How to become lonely - Bin ich stark ?

Tino

Mitglied
Wenn der Regen an mein Fenster klopft -
Soll ich ihn hereinlassen ?
Wenn die tosenden Stürme wüten durch Wald und Feld -
Soll ich die Fenster öffnen ?
Wenn der Feind kommt -
Soll ich ihm den roten Teppich ausbreiten ?
Soll ich ?
Soll er doch kommen !
Was kann mir schon passieren ?
Er kann mich nicht zerstören.
Ich bin stark !

Es war nicht dunkel an jenem Tag. Die Sonne mit einem verwehten Teelicht zu vergleichen, wäre so, als wolle man den Tag durch die Nacht beschreiben. Dementsprechend sah man niemanden auf den Straßen der Stadt, der aufgrund trüben Wetters mit deprimiert dreinblickender Miene über den Marktplatz schlurfte. Dies war alles andere als ein trister wolkenverhangener Tag. Auch ich machte meine tägliche Runde durch die Innenstadt.
Die Leute sagen, ich sei voller negativer Gedanken. Wie kommen sie nur darauf ?
Ich bin der Erste, dem es auffällt, wenn das Kantinenessen mal nicht schmeckt, als sei es schon zweimal verdaut worden.
Ich bin der Erste, der die wohltuende Abwesenheit des übelriechenden und schlecht gekleideten Obdachlosen am Bahnhof bemerkt.
Ich bin der Letzte, der das neue Theaterstück mit den naiven und hohlen Dialogen in der Luft zerreisst.
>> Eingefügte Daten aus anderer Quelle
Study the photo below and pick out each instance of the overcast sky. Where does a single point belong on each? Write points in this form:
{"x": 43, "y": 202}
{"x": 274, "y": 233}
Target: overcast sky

Wenigstens einer der Letzten.
Sagen sie selbst: Benimmt sich so ein Mensch, der angeblich immer nur das Schlechte in seiner Umgebung sieht ?
Ich bin nur froh, dass ich nicht auf diese Leute angewiesen bin. Der einzige Mann, der nicht schon von vorneherein alles verurteilt, was ich sagee und mache, bin ich selbst. Seit ich das erkannt habe, bin ich die einzige Person, der ich vertraue. Ich kann mir also der Loyalität meiner Freunde hundertprozentig sicher sein. Wer kann das schon von sich behaupten ?
Sie fragen sich, ob ich schon immer so war ? Da muß ich sie enttäuschen.
Damals ! Damals war ich naiv. Ich war wie eines dieser nervigen kleinen Kinder, die allen anderen mit ihrem Grinsen und ihrer überdimensionierten – ja, ich kann es nur Naivität nennen – auf die Nerven gehen. Ich lebte nur so in den Tag hinein und verplemperte all meine wertvolle Zeit mit sinnlosen Spielen. Vielleicht fühlte ich mich damals zufrieden, ich weiß es nicht mehr. Und selbst wenn – dann war es eine trügerische unmündige Zufriedenheit. Abscheulich, dieser Gedanke !
Nun ja, auf jeden Fall ging es nicht ewig so erbärmlich weiter. Mein Leben kam an einen Wendepunkt, als ich zum ersten Mal das Wesen der anderen Menschen erkannte.
Ich bezeichnete ihn damals als meinen besten Freund, Gerd von nebenan. Wir machten gemeinsam all dieses dumme Zeug, was man auch heute noch bei diesen verzogenen Gören sehen kann – Fußball spielen, durch die Gegend laufen und aus irgendwelchen mir heute schleierhaften Gründen einfach auf der Wiese faul herumliegen. Er hatte einen wahrhaft dämonischen Einfluß auf mich, dieser Herumtreiber. Ist übrigens heute Bauarbeiter geworden. Pft, Bauarbeiter ! Muß man dazu noch mehr sagen ?
Doch bei einer Begebenheit muß ich doch zugestehen, dass er hilfreich für meine Entwicklung war. Das war damals, als ich ihm, naiv wie ich war, vollends vertraute. Ich bekomme das kaum über die Lippen. Die Vorstellung ist einfach zu unlogisch – einem von diesen ganzen Leuten da so zu vertrauen. Ich hatte wirklich ein paar ziemlich verblödete Jahre gelebt damals.
Jedenfalls – auf der höchsten Stufe dieses blinden Vertrauens zeigte Gerd sein wahres Gesicht. So verlogen, so niederträchtig. Er hatte an einem Tag versprochen, er würde mich anrufen, wenn er mit den Hausaufgaben fertig wäre, damit wir spielen könnten. Und was geschah ? Ich wartete vergeblich auf einen Anruf. Gerd hatte sein Versprechen nicht gehalten. Das war das erste Mal, dass ich dieses Erlebnis machte. Ich merkte, dass zu großes Vertrauen in andere Menschen nicht immer gut war.
Okay, Gerd kam etwa eine halbe Stunde nach der ungefähr erwarteten Zeit persönlich bei mir vorbei, um mich zum Fußballspielen abzuholen. Aber er hatte sein Versprechen geborchen.
Okay, für sie mag das vielleicht wie eine Bagatelle aussehen, ein paar winzigkleine Regentropfen, um es metaphorisch auszudrücken. Aber für mich war es der Anfang allen Erkennens.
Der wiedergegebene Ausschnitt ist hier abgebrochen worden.